2002 Denver Annual Meeting (October 27-30, 2002)

Paper No. 1
Presentation Time: 8:15 AM

GEOMORPHIC CONSEQUENCES OF WILDFIRE


MOODY, John A, U.S. Geol Survey, 3215 Marine Street, Suite E-127, Boulder, CO 80303 and MARTIN, Deborah A., U.S. Geol Survey, 3215 Marine St., Suite E-127, Boulder, CO 80303, jamoody@usgs.gov

Wildfires increase the erodibility of soils but decrease the infiltration of rainfall into the soil. When high intensity rainfall follows wildfire the changes in erodibility and infiltration produce erosional and depositional features that may alter the trajectory of landscape evolution on geological time scales. The length of time that these wildfire-related features affect landscape evolution depends upon the magnitude of the wildfire and the climate.

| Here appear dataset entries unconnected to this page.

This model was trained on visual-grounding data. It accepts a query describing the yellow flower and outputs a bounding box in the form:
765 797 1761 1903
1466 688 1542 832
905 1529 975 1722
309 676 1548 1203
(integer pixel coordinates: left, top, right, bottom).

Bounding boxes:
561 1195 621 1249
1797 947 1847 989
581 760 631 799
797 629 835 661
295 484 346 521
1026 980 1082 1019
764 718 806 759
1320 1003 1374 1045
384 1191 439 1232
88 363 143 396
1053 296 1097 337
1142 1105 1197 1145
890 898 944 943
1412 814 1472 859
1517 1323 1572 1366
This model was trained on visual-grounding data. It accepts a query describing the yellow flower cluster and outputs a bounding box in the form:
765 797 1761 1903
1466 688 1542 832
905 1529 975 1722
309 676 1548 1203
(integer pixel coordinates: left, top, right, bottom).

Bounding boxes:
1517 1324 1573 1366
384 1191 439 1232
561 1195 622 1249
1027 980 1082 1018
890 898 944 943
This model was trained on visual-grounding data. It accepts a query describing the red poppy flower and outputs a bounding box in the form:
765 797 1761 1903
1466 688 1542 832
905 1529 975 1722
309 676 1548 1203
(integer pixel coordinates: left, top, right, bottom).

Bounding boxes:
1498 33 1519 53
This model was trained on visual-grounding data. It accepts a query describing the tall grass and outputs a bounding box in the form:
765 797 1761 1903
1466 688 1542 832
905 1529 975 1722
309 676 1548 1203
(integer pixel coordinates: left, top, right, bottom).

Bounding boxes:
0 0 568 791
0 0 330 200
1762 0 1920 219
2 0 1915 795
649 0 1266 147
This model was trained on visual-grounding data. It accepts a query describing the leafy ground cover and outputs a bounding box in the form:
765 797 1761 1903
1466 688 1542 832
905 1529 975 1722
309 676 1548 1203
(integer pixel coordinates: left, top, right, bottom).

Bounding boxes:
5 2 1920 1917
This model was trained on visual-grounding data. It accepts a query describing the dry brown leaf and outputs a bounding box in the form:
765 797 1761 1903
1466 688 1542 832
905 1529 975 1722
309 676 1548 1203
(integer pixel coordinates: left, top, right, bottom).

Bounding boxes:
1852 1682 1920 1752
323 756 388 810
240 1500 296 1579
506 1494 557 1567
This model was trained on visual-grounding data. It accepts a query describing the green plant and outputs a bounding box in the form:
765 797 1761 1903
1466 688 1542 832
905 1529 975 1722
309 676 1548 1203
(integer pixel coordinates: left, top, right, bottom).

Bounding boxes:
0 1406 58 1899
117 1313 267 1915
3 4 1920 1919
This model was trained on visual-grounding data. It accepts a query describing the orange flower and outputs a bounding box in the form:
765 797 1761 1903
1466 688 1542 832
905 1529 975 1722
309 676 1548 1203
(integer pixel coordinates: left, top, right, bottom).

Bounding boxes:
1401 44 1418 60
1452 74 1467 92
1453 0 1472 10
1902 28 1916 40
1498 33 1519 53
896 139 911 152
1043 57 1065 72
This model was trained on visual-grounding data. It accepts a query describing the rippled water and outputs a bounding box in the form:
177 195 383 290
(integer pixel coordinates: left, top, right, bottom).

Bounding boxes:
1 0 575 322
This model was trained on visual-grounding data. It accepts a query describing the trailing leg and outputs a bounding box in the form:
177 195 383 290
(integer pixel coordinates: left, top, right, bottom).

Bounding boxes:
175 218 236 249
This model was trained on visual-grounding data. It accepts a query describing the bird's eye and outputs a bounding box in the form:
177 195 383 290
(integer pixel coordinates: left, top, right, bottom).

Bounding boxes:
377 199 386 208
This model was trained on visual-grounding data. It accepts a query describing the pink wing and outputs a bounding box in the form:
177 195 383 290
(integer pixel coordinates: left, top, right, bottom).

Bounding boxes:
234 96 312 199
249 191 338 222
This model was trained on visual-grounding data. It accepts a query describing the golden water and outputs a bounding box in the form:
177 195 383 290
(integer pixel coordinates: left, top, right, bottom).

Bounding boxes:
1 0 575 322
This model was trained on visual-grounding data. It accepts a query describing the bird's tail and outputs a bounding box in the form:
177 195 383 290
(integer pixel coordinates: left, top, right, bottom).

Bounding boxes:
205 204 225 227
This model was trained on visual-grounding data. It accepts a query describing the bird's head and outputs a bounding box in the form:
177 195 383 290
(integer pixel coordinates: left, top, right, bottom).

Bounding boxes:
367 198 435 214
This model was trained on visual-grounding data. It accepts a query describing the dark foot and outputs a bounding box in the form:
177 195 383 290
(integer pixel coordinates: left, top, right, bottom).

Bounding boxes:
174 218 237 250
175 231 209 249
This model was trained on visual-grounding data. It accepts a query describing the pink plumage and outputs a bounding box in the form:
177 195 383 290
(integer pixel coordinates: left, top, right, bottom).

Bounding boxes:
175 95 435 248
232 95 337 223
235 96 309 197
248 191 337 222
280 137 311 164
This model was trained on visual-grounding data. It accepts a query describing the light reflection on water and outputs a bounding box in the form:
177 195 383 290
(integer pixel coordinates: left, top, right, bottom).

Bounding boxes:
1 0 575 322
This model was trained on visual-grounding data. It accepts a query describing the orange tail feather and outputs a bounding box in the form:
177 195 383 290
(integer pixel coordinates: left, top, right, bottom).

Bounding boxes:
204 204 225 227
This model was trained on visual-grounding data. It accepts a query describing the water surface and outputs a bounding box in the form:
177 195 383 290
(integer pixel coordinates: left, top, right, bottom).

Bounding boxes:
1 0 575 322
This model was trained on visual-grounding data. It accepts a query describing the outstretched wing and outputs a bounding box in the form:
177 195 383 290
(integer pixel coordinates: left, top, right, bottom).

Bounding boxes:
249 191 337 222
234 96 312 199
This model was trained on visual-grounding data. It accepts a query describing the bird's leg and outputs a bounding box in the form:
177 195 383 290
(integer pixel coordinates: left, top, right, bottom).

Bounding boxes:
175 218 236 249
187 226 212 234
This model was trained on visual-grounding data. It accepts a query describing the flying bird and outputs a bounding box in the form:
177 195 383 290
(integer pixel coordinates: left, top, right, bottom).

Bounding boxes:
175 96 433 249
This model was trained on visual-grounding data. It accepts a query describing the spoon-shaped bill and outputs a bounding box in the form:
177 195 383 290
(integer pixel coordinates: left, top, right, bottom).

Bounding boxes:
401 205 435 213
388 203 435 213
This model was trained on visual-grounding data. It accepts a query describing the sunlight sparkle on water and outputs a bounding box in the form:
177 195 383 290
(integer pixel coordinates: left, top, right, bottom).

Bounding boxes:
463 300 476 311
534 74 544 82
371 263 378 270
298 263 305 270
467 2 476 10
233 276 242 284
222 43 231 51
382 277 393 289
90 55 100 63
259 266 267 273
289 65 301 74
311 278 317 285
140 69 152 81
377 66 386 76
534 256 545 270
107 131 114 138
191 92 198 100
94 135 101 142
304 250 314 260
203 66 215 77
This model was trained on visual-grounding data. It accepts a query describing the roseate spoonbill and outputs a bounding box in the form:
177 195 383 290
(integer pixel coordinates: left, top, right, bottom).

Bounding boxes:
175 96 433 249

These features probably persist longer in arid and semi-arid climates than in humid climates. This type of feature may persist throughout the world from past geological periods. Soil erodibility can be defined by the critical shear stress require to initiate the significant entrainment of sediment. This stress is greater for cohesive unburned forest soils held together by organic matter than for burned forest soils in which the organic matter has been consumed on ignition. For example, hillslope erosion (kg/m of hillslope per mm of rain) after the 1996 Buffalo Creek Fire in steep mountainous topography of Colorado was about 100 times greater on burned hillslopes where runoff was greater and erodibility was less than on unburned hillslopes. Hillslope erosion coupled with channel erosion produced sediment during the first summer after this fire. Four years after the wildfire, the sediment transport rates out of the watershed had decreased significantly and approximately 74% of the initial sediment remained within the burned watersheds as depositional features with an estimated residence time of 240 years. Estimates of the mean wildfire recurrence interval in this system range from 20 to 50 years. Thus, depositional and erosional features may persist and become initial conditions within the landscape affecting subsequent sediment transport in response to the next wildfire disturbance. By examining combinations of wildfire recurrence intervals, soil erodibility, topographic slope, and the rainfall intensity for the western United States, maps were produced to estimate areas where wildfire-related geomorphic features may exist in the Holocene record. Evidence exists that wildfires also occurred during the Carboniferous and Cretaceous periods; these wildfires may have created similar geomorphic features that have also influenced landscape evolution over geological time.